According to the CDC, by June 2020, 41% of the U.S. had delayed or avoided medical care including both routine and urgent or emergent care. Delay and avoidance of medical care may increase the mortality risks for treatable and preventable health conditions. This could also in turn contribute to inflated reported COVID-19 death statistics.
Employers are encouraged to understand why employees are delaying and avoiding healthcare and provide targeted education and communication to encourage safe, timely routine and urgent care. This CDC article describes more about the delay of healthcare due to COVID and which demographics have been highly impacted.
U.S. Employers Experiencing Lower Health Benefit Costs in 2020
Care avoidance and delay has done what no pandemic has ever done in history: it has lowered healthcare costs compared to 2020 projections. Experts estimate that 2020 costs will be between 3% and 9% lower than expected, which is a significant savings for employers. Although this is good news for employers in the short run, COVID-19’s deferred treatments and long term impact on health care is uncertain.
What can we expect in 2021?
Although the extent of continued care avoidance is unknown, in 2021, overall costs are expected to rise again by between 4% and 10%, according to PwC. This is primarily due to continued care for COVID-19 patients and delivery of previously deferred care. Care avoidance and delay will also be impacted by the vaccine distribution timeline. Additionally, due to the uncertainty of COVID, most employers are not increasing costs for employees for 2021 – in fact, according to a Mercer survey, 57% of employers are not increasing deductibles and copays for 2021.
What can employers do to minimize care avoidance and delay?
Virtual care using phone and video has allowed physicians to continue treating patients while following social distancing recommendations.
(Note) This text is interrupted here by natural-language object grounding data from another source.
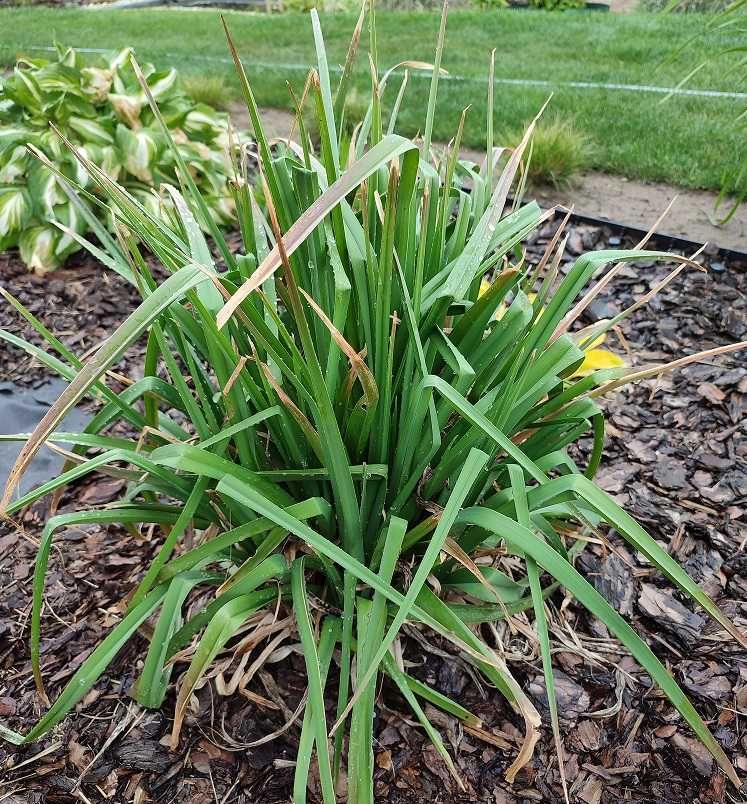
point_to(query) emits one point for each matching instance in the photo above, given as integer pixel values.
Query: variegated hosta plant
(355, 430)
(101, 109)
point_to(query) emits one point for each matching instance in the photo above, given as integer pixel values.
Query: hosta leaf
(15, 213)
(38, 247)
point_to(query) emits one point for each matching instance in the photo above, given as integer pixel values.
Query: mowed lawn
(687, 140)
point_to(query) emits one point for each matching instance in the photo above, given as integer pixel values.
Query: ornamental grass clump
(102, 109)
(354, 431)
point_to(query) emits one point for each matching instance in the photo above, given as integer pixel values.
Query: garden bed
(676, 458)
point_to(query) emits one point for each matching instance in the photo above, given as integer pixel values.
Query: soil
(676, 457)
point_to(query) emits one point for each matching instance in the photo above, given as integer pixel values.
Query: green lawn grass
(688, 141)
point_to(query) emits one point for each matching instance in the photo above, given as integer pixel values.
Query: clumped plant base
(353, 429)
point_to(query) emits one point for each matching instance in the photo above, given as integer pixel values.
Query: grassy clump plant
(101, 108)
(559, 152)
(350, 424)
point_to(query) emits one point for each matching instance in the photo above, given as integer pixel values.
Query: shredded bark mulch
(676, 458)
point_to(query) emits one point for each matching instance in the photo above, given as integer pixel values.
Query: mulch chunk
(675, 458)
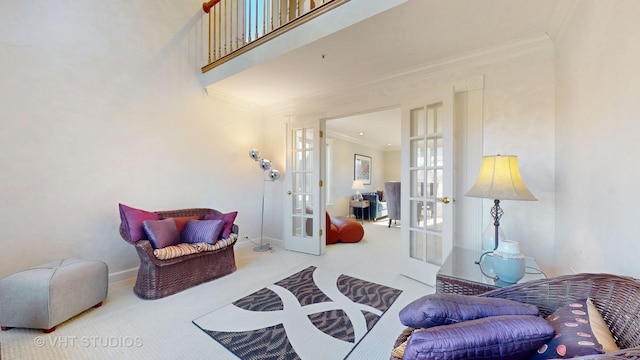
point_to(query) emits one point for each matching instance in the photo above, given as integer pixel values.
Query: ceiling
(379, 130)
(408, 36)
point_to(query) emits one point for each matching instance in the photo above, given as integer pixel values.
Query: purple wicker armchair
(616, 297)
(159, 278)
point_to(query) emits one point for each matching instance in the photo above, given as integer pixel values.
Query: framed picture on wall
(362, 168)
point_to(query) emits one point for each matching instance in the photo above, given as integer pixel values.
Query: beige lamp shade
(499, 178)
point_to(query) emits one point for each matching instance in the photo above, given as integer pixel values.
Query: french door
(427, 184)
(304, 228)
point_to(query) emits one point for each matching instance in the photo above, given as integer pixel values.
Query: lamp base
(261, 248)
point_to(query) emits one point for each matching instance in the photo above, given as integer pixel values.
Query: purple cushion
(132, 222)
(573, 334)
(202, 231)
(161, 233)
(228, 222)
(496, 337)
(441, 309)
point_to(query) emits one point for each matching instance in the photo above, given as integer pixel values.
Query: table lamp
(357, 186)
(499, 179)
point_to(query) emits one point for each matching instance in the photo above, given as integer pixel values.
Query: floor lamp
(269, 174)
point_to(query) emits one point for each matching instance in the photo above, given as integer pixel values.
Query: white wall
(598, 139)
(519, 120)
(392, 163)
(100, 105)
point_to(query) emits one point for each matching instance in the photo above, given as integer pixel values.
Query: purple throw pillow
(441, 309)
(161, 233)
(228, 219)
(573, 333)
(202, 231)
(132, 221)
(496, 337)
As the pandemic continues, the comfort level with and popularity of virtual visits is expected to continue to increase. The pandemic has proven that both physicians and patients have embraced virtual care, and much of this is likely here to stay. This will reduce the cost per episode and have favorable impacts on health care costs.
80% of large employers believe telehealth will play a significant role in the delivery of healthcare in the future. Over 90% of large employers plan to expand virtual care to include mental health, and 54% plan to waive those costs for employees in 2021.
Not all Virtual Care is the Same
To ensure employees receive continued care during the pandemic, a distinction should be made between telemedicine and virtual direct primary care. Telemedicine manages non-complex conditions and illnesses and provides convenient access to a licensed physician for quick assistance. Physicians can diagnose, treat, and issue prescriptions, and the patient is able speak to any of the various physicians in the telemedicine “network” at the time of needed care.
Virtual Primary Care Physician / Patient Relationship and Scope of Treatment
Virtual direct primary care (DPC) facilitates a physician and patient relationship that doesn’t t exist with telemedicine. Employees have access to their primary care doctor (the same physician) on a continuous basis for all healthcare needs. The physician is able to manage the patient as a whole without the time constraints of office visits.
In addition to treating acute care needs such as respiratory conditions, viral/bacterial infections, flu., colds, minor injuries, virtual direct primary care physicians help patients manage chronic conditions (i.e. diabetes, allergies, asthma, high blood pressure). Preventive care services are also provided, with referrals to labs as appropriate. The need for mental health services is on the rise as a result of the pandemic, and most direct primary care vendors include mental health services. Studies show that online mental health therapy is as effective as the traditional model, primarily because the online model relieves some anxiety of discussing mental health concerns.
Virtual Primary Care Physician Access and Cost
Typically, the cost for virtual primary care is a per employee per month fee that includes unlimited access to the physician care team. Fees for employer-paid programs typically range from $15 to $40 PEPM, depending on the size of the group and vendor. The program can also be offered on an employee-paid basis, and many employers view this benefit as a great retention tool.
Employees have 24/7 access to the physician team for ongoing needs and concerns with typical response times ranging between 7-15 minutes. This model is tremendously efficient because the traditional model requires a physical appointment regardless of the concern, a simple question or a more complex medical need. Patients can easily communicate with physicians about concerns and questions through the app or by phone.
Direct primary care can avoid up to 90% of specialist visits, but the direct primary care team is able to refer to participating network specialists as appropriate. This model saves the employer 5 to 10% of total healthcare costs, allowing employees unlimited access for a minimal monthly fee without a per visit or office visit copay.
Direct primary care programs provide tremendous value for both patients and employees. According a Nextera Healthcare case study, results show a 41% reduction in urgent care visits, 10% reduction in ER visits, 92% fewer inpatient admissions, and 77% less outpatient hospital visits when comparing DPC members to non DPC members.
Lastly, the Milliman study results show an overall cost savings of 13% when comparing DPC to traditional healthcare models.